Topic: Thoughts about a standard string_argument to unify char* and


Author: "Alf P. Steinbach" <alfps@start.no>
Date: Sun, 29 Apr 2007 17:57:05 CST
Raw View
* Pablo Halpern:
> On Mar 31, 3:05 pm, "Andrei Alexandrescu (See Website For Email)"
> <SeeWebsiteForEm...@erdani.org> wrote:
>> Wow. It would be great if the language could distinguish (by e.g.
>> assigning a different type) a literal from a const char*.
>
> I was thinking about exactly this problem earlier today.  Such a
> feature would most often be associated with string literals, but could
> be useful for any kind of pointer-to-statically-allocated object.  I
> was thinking of a syntax something like this (using basic_string) as
> an example:
>
> basic_string(static const charT* s) {
>     // s is a string literal or a pointer to a const array of char, so
> we don't need to
>     // copy its contents.
> }
>
> basic_string(const charT* s) {
>    // s is NOT a string literal.  We must copy its contents
> }
>
> The idea is that, within an argument declaration, the word "static" is
> used to modify a pointer or reference so that it will only match (and
> will be the preferred match) if the actual argument is a pointer or
> reference to statically-allocated storage.  An important restriction,
> though, is that a pointer to non-const static storage will NOT match
> an argument of type pointer-to-static-const-object.  In other-words,
> the normal cvq promotions will not occur for pointer arguments that
> are declared static.  That restriction does make it a bit weird.
>
> Any opinions/refinements?

Regarding weirdness, consider

   char const * const data[] = { "a", "b", "c" };

   void foo( char static const * static const * strings ) { ... }

   int main() { foo( data ); }

The possible occurrence of multiple "static" keywords in a declarator is
an additional weirdness.  But perhaps it's better (no introduction of
new keyword) than writing

   void foo( char static_const * static_const strings ) { ... }

In another direction, a template based syntax has been proposed for this
kind of thing (except that as far as I can see the problem of character
string literals, which do not have external linkage, was not discussed)
in 2004, by Daniel Frey, <url: http://preview.tinyurl.com/yoo3m2>.

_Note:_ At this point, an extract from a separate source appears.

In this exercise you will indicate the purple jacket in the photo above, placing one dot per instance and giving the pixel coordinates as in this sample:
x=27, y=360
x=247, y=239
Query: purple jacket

Repeating Daniel's original example, where "ICE" means "Integral
Constant Expression"  --  some generalization needed for strings:

   void f( int i ) // #1
   {
       // Used if f is called with a non-ICE
   }

   template< int I > void f( const int I ) // #2
   {
       // Used if f is called with an ICE != 2
   }

   template<> void f<2>( const int ) // #3
   {
       // Specialized if f is called with an ICE == 2
   }

   int main()
   {
       const int i = 2;
       f(i); // calls #1
       f(1); // calls #2
       f(2); // calls #3
   }

And the ensuing discussion (see URL above) brought to view that
essentially the same mechanism had been suggested in 2002 by Aleksey
Gurtovoy, <url: http://tech.groups.yahoo.com/group/boost/message/24271>.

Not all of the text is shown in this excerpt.